L’auteur dramatique, trop intelligent pour user ses forces à lutter ainsi sans espoir de réussite, dut se résigner. Il connut enfin qu’on ne s’attaque jamais impunément au mouchard et au souteneur, rois de la rue et rois de Paris.
Les jours qui suivirent furent sans agrément à Suresnes. La veuve, terrifiée par l’idée que Honved pouvait reprendre l’offensive, et consciente qu’il avait cette fois acquis le droit de la trucider, se barricadait dans sa villa transformée en citadelle. Des cadenas dignes de l’ancienne Bastille et une chaîne transversale, pour le moins aussi grosse que celle coupant jadis l’entrée des Dardanelles, rendaient maintenant sa porte inexpugnable. Boutorgne, muni de fonds à cet effet, avait râflé la moitié de la devanture de Gastinne Renette. Il veillait, mieux armé que le Klepte à l’œil noir. Une demi-douzaine de revolvers obstruant ses poches, un Hammerless toujours à la portée de sa main, le rendaient plus redoutable qu’une tourelle de cuirassé. Mais l’ennemi ne vint point. Et le prosifère dut renoncer à l’emploi des arquebuses et des proses laborieusement composées, des proses vitupérantes qu’il avait préparées pour le recevoir en beauté.
Le Belge s’était rendu invisible car le combat n’était décidément pas dans sa manière. Sans doute avait-il décidé de profiter de la chose pour s’offrir des vacances. Sa présence auprès de la Truphot n’était plus indispensable puisque le gendelettre s’était délégué lui-même à sa besogne accoutumée. Embossé à Montmartre, il ne sortait que le soir pour vaquer à ses besognes d’amour et à ses besognes d’affaires. Car Siemans avait le génie des entreprises. Il avait installé dans une arrière-cour un fond de revendeuse à la toilette qu’il administrait dans ses heures de loisir. Avec l’argent de sa maîtresse, il avait acquis à l’hôtel des Ventes, en s’affiliant à la bande noire, ce qu’il avait pu trouver de meubles fracassants et de mauvais goût, de dentelles chichiteuses, de fourrures affichantes et de bijoux pour Caraïbes, tout ce qui compose, en un mot, le luxe des filles galantes. Et, au fur et à mesure des besoins de ces dernières, gîtées dans son rayonnement, il les leur cédait au prix fort. Il tenait ses assises à la Nouvelle-Athènes.

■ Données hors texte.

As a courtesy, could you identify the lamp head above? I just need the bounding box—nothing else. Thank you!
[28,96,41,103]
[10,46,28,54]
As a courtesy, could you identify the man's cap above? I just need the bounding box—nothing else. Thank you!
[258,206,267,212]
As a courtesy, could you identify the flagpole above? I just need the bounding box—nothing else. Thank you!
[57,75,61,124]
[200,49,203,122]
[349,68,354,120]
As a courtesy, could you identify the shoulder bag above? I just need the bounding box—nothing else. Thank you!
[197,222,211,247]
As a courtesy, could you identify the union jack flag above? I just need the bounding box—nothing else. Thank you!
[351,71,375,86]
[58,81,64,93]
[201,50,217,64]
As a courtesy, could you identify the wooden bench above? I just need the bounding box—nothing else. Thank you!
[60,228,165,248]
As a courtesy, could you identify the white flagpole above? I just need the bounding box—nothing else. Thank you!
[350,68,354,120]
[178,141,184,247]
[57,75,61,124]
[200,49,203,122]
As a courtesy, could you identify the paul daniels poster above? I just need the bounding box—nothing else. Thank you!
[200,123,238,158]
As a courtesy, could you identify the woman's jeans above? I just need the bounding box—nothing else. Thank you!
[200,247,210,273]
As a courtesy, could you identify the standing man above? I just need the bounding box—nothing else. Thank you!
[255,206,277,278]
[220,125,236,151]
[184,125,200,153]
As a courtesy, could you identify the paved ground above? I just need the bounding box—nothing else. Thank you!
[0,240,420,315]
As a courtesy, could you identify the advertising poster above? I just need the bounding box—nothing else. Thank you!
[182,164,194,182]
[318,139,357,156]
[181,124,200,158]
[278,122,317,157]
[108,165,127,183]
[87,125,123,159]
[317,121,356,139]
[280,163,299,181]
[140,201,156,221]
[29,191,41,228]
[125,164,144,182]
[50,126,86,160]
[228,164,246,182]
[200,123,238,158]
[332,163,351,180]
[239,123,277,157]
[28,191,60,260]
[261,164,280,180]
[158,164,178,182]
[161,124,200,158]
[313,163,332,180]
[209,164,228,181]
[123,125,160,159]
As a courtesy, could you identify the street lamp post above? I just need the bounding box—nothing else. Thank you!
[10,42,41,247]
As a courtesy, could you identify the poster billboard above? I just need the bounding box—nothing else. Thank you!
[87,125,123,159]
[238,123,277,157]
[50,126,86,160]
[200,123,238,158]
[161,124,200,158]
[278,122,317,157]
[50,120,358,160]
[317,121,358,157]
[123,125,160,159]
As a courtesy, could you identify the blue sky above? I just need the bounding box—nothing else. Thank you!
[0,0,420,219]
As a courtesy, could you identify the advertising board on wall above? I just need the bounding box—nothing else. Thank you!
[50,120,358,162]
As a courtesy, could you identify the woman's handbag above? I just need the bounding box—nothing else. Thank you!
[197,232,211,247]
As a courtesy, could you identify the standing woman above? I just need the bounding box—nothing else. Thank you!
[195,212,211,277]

C’est là que la chanteuse, la grue de Montmartre, allait le trouver quand le prurit du meuble venait à la travailler et lorsque l’amant sérieux, enfin déniché, lui permettait d’espérer le somptuaire et le harnais grâce auxquels elle pourrait hausser désormais le tarif de ses culbutes. Mais Siemans, homme d’ordre et d’économie, ne consentait à entrer en pourparlers qu’avec les femmes en qui il débusquait les mêmes qualités. A celles-ci, il faisait l’avance d’un mobilier complet et disparate, prêtait à la petite semaine. Sa prescience, sa sagacité étaient telles qu’il ne perdait jamais d’argent. Il faut dire qu’il avait soudoyé trois employés du contentieux, du service des renseignements de Dufayel, qui faisaient le quartier. Il possédait grâce à eux tout un jeu de fiches, soigneusement rangées dans deux grands classeurs, qui ne le laissaient prêter qu’à coup sûr. Les femmes du quartier Bréda, pour la plupart, s’adressaient au successeur de Crépin, achetaient chez lui à tempérament les indispensables frusques et quand les payements avaient été effectués régulièrement pendant plusieurs années, chaque mois, il n’y avait rien à craindre: on pouvait consentir le crédit. On avait alors affaire à des filles qui eussent été d’admirables ménagères, d’exemplaires épouses quant à la bonne administration du foyer. Lui, Siemans, leur fournissait le luxe hurleur, le mousseux, le clinquant, l’«objet d’art», tout ce qu’elles ne trouvaient point chez le Sardanapale du boulevard Barbès, chez le Poulpe qui suce le sang des pauvres, chez celui qui prit la main après le petit crétin réalisé par Madame du Gast en si peu de jours. Le Belge avait aussi mis des fonds dans un hôtel de passes merveilleusement situé près de quatre grands cafés de nuit et de deux petits théâtres. C’était une affaire hors ligne, ses capitaux lui rapportaient là, depuis vingt-quatre mois, plus de deux cent cinquante pour cent. Il fallait bien compenser de quelque manière que ce fût les manies de gaspillage de la Truphot. Et Siemans se gardait; il n’intervenait que dans les transactions de tout repos: jamais il n’avait consenti, à l’instar de tous ses collègues, à pratiquer le recel, comme on l’en avait sollicité maintes fois. Il tenait par dessus tout à rester un garçon propre.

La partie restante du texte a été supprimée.